The City’s Son – Tom Pollock

DISCLAIMER: Tom Pollock once bought me a pint. As a result I cannot guarantee complete neutrality.

The City’s Son is Tom Pollock’s debut novel and the first in The Skyscraper Throne YA series. As regular readers of this blog will know, I don’t read YA as a rule, but I made an exception for this book, a) because he once bought me a pint (see above), and, b) because it’s been very well previewed.  I’m very glad I did, because it’s an immensely enjoyable and fluently written urban fantasy set in a hidden London and filled with characters and creatures which bear testament to Pollock’s imagination and immersion in the genre.

Beth is a troubled graffiti artist kicked out of school, her mother dead, her father lost in grief. All she has is her Pakistani friend Pen, who has problems of her own to deal with. One night, out in the city, Beth is catapulted into the London of grey-skinned, railing spear-wielding, Fil, the eponymous Son of the City, his mother a goddess missing for years. Fil’s London is full of wonderful creatures: dancing, filament-filled glass women who live in the city’s lampposts, wire-dwelling spiders whose home is the Crystal Palace radio mast (a sight for sore eyes, in a manner of speaking, as I grew up in Crystal Palace), stone-clad undying priests, not to mention the darker inhabitants, the Wire Mistress and Scaff Wolves, servants of Reach the all-destroying Crane King, against whom Fil and Beth must battle to save their home.

The city is a character in itself, and the story takes us from North to South, East to West, from gentrified neighbourhoods, to graffiti-covered underpasses, and up the shining faces of the skyscrapers of docklands, huddled as they are against the warehouses of the East End. Pollock captures the facets of London’s identity very effectively, taking us from the heights to the depths, usually quite literally.

There are no fairy tale endings in Pollock’s London: this is a dark, death-filled, and hard-hitting novel beneath the surface of which lie themes of urban decay, regeneration and development, prejudice, abuse, and, I think, a hint of LGBTQ. Sprinkled with a good dose of humour and few good-natured swipes at the urban fantasy canon, this was a great read.
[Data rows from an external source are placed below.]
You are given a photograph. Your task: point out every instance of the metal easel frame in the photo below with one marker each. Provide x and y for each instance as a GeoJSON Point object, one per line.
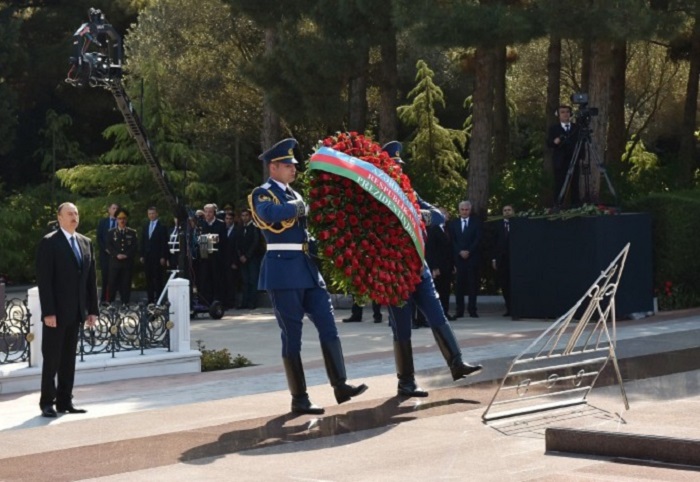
{"type": "Point", "coordinates": [561, 366]}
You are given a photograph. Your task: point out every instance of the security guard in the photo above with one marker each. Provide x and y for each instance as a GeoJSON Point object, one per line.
{"type": "Point", "coordinates": [292, 280]}
{"type": "Point", "coordinates": [426, 299]}
{"type": "Point", "coordinates": [122, 247]}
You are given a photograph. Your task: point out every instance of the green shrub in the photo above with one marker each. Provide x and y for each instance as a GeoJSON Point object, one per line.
{"type": "Point", "coordinates": [675, 224]}
{"type": "Point", "coordinates": [220, 359]}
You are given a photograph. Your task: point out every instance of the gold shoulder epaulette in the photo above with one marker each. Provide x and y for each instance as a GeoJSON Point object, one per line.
{"type": "Point", "coordinates": [268, 196]}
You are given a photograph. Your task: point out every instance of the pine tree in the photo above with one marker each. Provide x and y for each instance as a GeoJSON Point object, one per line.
{"type": "Point", "coordinates": [436, 162]}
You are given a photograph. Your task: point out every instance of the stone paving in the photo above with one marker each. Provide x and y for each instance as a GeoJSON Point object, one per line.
{"type": "Point", "coordinates": [234, 424]}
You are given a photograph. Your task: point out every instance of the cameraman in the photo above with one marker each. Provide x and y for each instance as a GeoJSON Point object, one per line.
{"type": "Point", "coordinates": [562, 138]}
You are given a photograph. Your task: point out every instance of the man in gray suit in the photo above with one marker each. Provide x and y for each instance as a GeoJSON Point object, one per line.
{"type": "Point", "coordinates": [68, 295]}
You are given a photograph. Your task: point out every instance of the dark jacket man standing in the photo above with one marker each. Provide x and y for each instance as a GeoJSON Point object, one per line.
{"type": "Point", "coordinates": [122, 246]}
{"type": "Point", "coordinates": [103, 227]}
{"type": "Point", "coordinates": [68, 296]}
{"type": "Point", "coordinates": [154, 254]}
{"type": "Point", "coordinates": [465, 232]}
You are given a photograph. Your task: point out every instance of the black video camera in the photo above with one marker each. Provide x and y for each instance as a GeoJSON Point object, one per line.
{"type": "Point", "coordinates": [584, 113]}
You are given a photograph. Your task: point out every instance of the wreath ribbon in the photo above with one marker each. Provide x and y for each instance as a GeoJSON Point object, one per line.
{"type": "Point", "coordinates": [376, 183]}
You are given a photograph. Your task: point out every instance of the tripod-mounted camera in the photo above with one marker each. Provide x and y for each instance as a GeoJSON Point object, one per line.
{"type": "Point", "coordinates": [584, 151]}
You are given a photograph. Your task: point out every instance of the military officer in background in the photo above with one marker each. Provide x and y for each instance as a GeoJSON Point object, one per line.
{"type": "Point", "coordinates": [426, 299]}
{"type": "Point", "coordinates": [292, 280]}
{"type": "Point", "coordinates": [122, 247]}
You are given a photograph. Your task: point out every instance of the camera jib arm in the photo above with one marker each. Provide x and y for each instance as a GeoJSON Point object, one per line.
{"type": "Point", "coordinates": [103, 68]}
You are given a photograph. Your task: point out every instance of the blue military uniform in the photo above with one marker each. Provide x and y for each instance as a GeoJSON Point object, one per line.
{"type": "Point", "coordinates": [426, 299]}
{"type": "Point", "coordinates": [294, 283]}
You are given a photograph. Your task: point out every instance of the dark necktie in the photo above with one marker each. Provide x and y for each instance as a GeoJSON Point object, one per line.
{"type": "Point", "coordinates": [76, 251]}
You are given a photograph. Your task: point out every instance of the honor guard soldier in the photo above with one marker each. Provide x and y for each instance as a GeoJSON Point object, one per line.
{"type": "Point", "coordinates": [122, 247]}
{"type": "Point", "coordinates": [426, 299]}
{"type": "Point", "coordinates": [292, 280]}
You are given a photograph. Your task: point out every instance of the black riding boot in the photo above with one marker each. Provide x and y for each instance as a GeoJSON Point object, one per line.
{"type": "Point", "coordinates": [445, 338]}
{"type": "Point", "coordinates": [403, 355]}
{"type": "Point", "coordinates": [335, 368]}
{"type": "Point", "coordinates": [297, 386]}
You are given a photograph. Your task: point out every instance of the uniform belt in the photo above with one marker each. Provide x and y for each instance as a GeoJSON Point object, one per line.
{"type": "Point", "coordinates": [288, 247]}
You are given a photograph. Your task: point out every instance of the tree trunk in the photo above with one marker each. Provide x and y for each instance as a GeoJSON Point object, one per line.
{"type": "Point", "coordinates": [616, 129]}
{"type": "Point", "coordinates": [358, 95]}
{"type": "Point", "coordinates": [599, 97]}
{"type": "Point", "coordinates": [388, 87]}
{"type": "Point", "coordinates": [272, 125]}
{"type": "Point", "coordinates": [586, 54]}
{"type": "Point", "coordinates": [500, 114]}
{"type": "Point", "coordinates": [482, 132]}
{"type": "Point", "coordinates": [553, 101]}
{"type": "Point", "coordinates": [687, 153]}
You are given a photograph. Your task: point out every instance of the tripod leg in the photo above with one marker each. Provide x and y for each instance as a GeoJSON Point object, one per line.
{"type": "Point", "coordinates": [569, 173]}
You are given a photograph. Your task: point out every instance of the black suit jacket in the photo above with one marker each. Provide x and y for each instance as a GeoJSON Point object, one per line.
{"type": "Point", "coordinates": [66, 290]}
{"type": "Point", "coordinates": [438, 250]}
{"type": "Point", "coordinates": [564, 151]}
{"type": "Point", "coordinates": [156, 247]}
{"type": "Point", "coordinates": [468, 240]}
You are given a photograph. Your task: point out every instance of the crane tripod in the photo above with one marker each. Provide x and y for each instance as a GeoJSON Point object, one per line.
{"type": "Point", "coordinates": [584, 153]}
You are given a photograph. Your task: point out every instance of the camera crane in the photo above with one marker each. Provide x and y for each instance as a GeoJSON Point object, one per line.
{"type": "Point", "coordinates": [97, 62]}
{"type": "Point", "coordinates": [584, 151]}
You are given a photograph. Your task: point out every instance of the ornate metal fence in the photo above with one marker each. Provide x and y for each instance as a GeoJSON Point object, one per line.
{"type": "Point", "coordinates": [15, 335]}
{"type": "Point", "coordinates": [122, 328]}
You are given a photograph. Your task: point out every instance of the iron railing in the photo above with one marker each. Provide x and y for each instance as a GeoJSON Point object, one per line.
{"type": "Point", "coordinates": [15, 336]}
{"type": "Point", "coordinates": [123, 328]}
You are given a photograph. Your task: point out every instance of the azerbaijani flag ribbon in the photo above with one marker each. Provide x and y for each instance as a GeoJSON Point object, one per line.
{"type": "Point", "coordinates": [378, 184]}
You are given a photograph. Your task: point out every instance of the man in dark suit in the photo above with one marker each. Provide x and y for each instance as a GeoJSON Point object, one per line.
{"type": "Point", "coordinates": [211, 279]}
{"type": "Point", "coordinates": [103, 227]}
{"type": "Point", "coordinates": [68, 295]}
{"type": "Point", "coordinates": [122, 246]}
{"type": "Point", "coordinates": [438, 255]}
{"type": "Point", "coordinates": [501, 256]}
{"type": "Point", "coordinates": [465, 232]}
{"type": "Point", "coordinates": [293, 281]}
{"type": "Point", "coordinates": [562, 137]}
{"type": "Point", "coordinates": [154, 254]}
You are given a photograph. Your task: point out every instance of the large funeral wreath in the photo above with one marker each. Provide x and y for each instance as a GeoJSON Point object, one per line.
{"type": "Point", "coordinates": [364, 249]}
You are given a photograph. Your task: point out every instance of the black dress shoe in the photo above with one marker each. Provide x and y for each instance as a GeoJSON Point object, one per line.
{"type": "Point", "coordinates": [461, 370]}
{"type": "Point", "coordinates": [409, 388]}
{"type": "Point", "coordinates": [352, 319]}
{"type": "Point", "coordinates": [70, 409]}
{"type": "Point", "coordinates": [48, 412]}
If all YA was like this, I’d probably read more.

Books I’m Looking Forward To

UPDATE: I forgot one!

A Box of Birds – Charles Fernyhough

A thriller set in the world of brain research investigating the clash between materialism and Freudian therapy, Fernyhough looks to investigate the kinds of explanation that can work in fiction, and in considerations of what it means to be human. On the basis of this pitch I supported the book on Unbound. I want to see how it works,


I’ll be posting a review of John Banville’s Ancient Light in the next few days, but in the meantime I thought I would post a selection of new books I’m looking forward to in the coming months, some of which have landed on my doormat recently. This is a very short non-exhaustive list which rather favours big names. Feel free to suggest others!

Toby’s Room – Pat Barker

The new novel by the author of the Regeneration Trilogy returns to World War One and roughly meshes with the events of Life Class which I was a little disappointed by. Word is that this one is very dark and very good indeed.



NW – Zadie Smith

After Keith Ridgway’s wonderful Hawthorn and Child another novel of London and its inhabitants which will be very different but, I hope, equally brilliant.





The City’s Son – Tom Pollock

Many years ago I went to the pub with Tom Pollock. I’m pretty sure he bought a round, so that’s in his favour. He also mentioned wanting to write. This very well previewed fantasy/YA novel set in a world of ‘monsters and miralces’ is one of the books I really wish I’d got hold of before release.


Rook – Jane Rusbridge

‘Look at the stars, Rook. Tell me what you know.’
Set in the village of Bosham on the Sussex coast, Jane Rusbridge’s second novel tackles buried secrets, history, memory, and the meaning of home.



Patrick Leigh Fermor: An Adventure – Artemis Cooper

I simply adore Patrick Leigh Fermor, one of the great individuals of the Twentieth Century. Soldier, traveller, linguist, and writer, this man was incredible. Amongst his wonderful books are the chronicles of his walk from the Hook of Holland to Constantinople (as was) in the Thirties, A Time of Gifts and Between the Woods and the Water. The third and final installment of that trilogy is being put together by Cooper after this book. I am very excited. See also his books about Greece, where he lived for much of his life: Mani, Roumeli, and a collection titled Words of Mercury. I’m saying nothing…

Train Dreams – Denis Johnson

If you haven’t read any Denis Johnson then you simply must. Go and get Tree of Smoke. You’ll thank me. This  short novel of the American West is one of the books that was in the running for the unawarded Pulitzer Prize.



Merivel – Rose Tremain

Following on from Tremain’s 1989 Restoration, Merivel returns to the eponymous courtier and physician in middle age and finds him in a more reflective, but ever mirthful mood. As he journeys across Europe everything seems to go wrong except, I hope, Tremain’s writing.